150 Jahre Einsatz für Bildungsgerechtigkeit, Berufszufriedenheit und bessere Bildung. Das bedeutet 150 Jahre Münchner Lehrerinnen- und Lehrerverband. Dies feierte der MLLV am 8. November in der Allerheiligen - Hofkirche. Bewusst entschied sich der Verband für die Feier in der Kirche in der königlichen Residenz Münchens, um Bildung den Stellenwert zu geben, den sie verdient und auch um dem Bezirksverband des BLLV, mit der besonderen Situation Münchens und den vielfältigen Herausforderungen, die Würdigung zu geben, die er verdient.

Zu dem Festakt hatte der MLLV 360 Gäste geladen, darunter hochrangige Vertreter aus Politik und Gesellschaft, Bayerns Kultusminister Dr. Ludwig Spaenle und die Verbindungslehrkräfte an den Münchner Schulen, den Bindegliedern zwischen MLLV und Schule.

Das Streichquartett der Schülerinnen und Schüler des Pestalozzigymnasiums begrüßte die Gäste mit dem ersten Satz von Wolfgang Mozarts Streichquartett C-Dur KV 156.
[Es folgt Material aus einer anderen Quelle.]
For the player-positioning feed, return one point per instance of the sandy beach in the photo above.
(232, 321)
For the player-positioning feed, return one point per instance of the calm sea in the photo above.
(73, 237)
Nach der Eröffnung des Festaktes durch die stellvertretenden Vorsitzenden des MLLV, Barbara Mang und Dr. Michael Hoderlein-Rein führte Christian Marek durch die Veranstaltung. Der MLLV - Ehrenvorsitzende präsentierte zunächst einen Film, in dem viele bekannte Gesichter aus Bildung und Politik, unter anderem Dr. Hans-Jochen Vogel, dem MLLV digitale Glückwünsche aussprachen.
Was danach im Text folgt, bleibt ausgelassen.